Clean the underside by scraping off dried clippings and make sure the collecting bag is empty. If it's a petrol mower, drain off the fuel, as unleaded petrol doesn't store well.
2. Plant tulips
Planting tulips in November won't avoid the fungal disease tulip fire, despite what you may have read elsewhere. However, it is a good time to plant tulips, as they enjoy the cool, moist conditions that are associated with this time of year. Look for bulbs that have intact skins and don't show signs of mould. Tulips should be planted two to three times the depth of the bulb. They can be layered too – don’t worry about them being on top of each other, they ‘ll just find their way around each bulb – the display id Spring will be fabulous!
3. Sharpen secateurs
It's a busy time of year for tidying up, so make the job easier by sharpening your secateurs. Begin by cleaning off any hardened sap with wire wool. Then, use a fine-grade sharpening stone (alternatively, use a sharpening device), hold the secateurs firmly in your hand and sharpen both edges of the cutting blade on anvil secateurs, and only the outer edges of the blades on bypass secateurs. If you don't fancy doing it yourself or you're experiencing other problems with the secateurs, check first as some manufacturers, such as Felco, offer servicing.

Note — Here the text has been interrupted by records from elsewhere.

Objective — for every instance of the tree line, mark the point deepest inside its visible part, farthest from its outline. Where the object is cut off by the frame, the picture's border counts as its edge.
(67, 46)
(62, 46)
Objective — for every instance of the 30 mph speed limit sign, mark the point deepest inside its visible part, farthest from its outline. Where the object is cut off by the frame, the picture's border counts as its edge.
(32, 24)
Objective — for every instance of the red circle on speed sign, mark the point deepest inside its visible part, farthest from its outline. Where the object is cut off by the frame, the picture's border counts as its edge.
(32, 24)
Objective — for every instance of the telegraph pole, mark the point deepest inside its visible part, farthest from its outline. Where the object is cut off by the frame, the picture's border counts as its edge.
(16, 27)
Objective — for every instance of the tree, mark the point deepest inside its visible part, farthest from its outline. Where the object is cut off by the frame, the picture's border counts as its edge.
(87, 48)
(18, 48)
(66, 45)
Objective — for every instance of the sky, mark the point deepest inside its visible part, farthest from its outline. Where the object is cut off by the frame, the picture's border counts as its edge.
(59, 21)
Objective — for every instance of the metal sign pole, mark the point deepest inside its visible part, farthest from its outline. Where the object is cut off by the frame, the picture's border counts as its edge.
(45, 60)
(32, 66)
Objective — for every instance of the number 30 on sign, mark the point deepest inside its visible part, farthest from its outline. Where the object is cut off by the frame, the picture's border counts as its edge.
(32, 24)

All your other tools should be given a bit of tlc too – don’t forget to oil them if they’re not stainless steel to avoid rusting.
4. Order bare-root plants
Save money by ordering bare-root plants, which are usually cheaper than the pot-grown equivalents, by mail order. They are only available in the dormant season, so you need to be quick.

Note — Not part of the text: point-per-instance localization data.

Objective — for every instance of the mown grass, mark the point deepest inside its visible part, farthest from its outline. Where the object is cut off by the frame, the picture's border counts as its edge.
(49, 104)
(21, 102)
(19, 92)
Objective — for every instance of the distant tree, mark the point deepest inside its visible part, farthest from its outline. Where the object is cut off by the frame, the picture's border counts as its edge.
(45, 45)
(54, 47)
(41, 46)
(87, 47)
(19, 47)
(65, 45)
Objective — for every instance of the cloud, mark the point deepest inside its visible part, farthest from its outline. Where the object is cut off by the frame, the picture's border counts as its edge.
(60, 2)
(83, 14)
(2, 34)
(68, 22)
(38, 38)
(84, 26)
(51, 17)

Try to plant them as soon as they arrive. Otherwise, give them a good soak in a bucket of water then roughly plant in a corner of the garden until you're ready to put them in properly.
5. Look After Wild-life
Don't over-tidy your garden. Leave piles of leaves under hedges, make log stacks and pile twigs - the hedgehogs, birds and insects will love it and it will provide safe habitat for over-wintering. Keep your bird feeders topped up and ensure there is ice free water for available for all the wildlife.
Whilst mentioning hedgehogs, make sure there is a gap in your garden fencing or wall to allow these fabulous and, sadly, endangered species, to roam freely from garden to garden. They can travel miles but need this access to allow them to thrive. Leave out cat food and water for them, never milk, as they are lactose intolerant.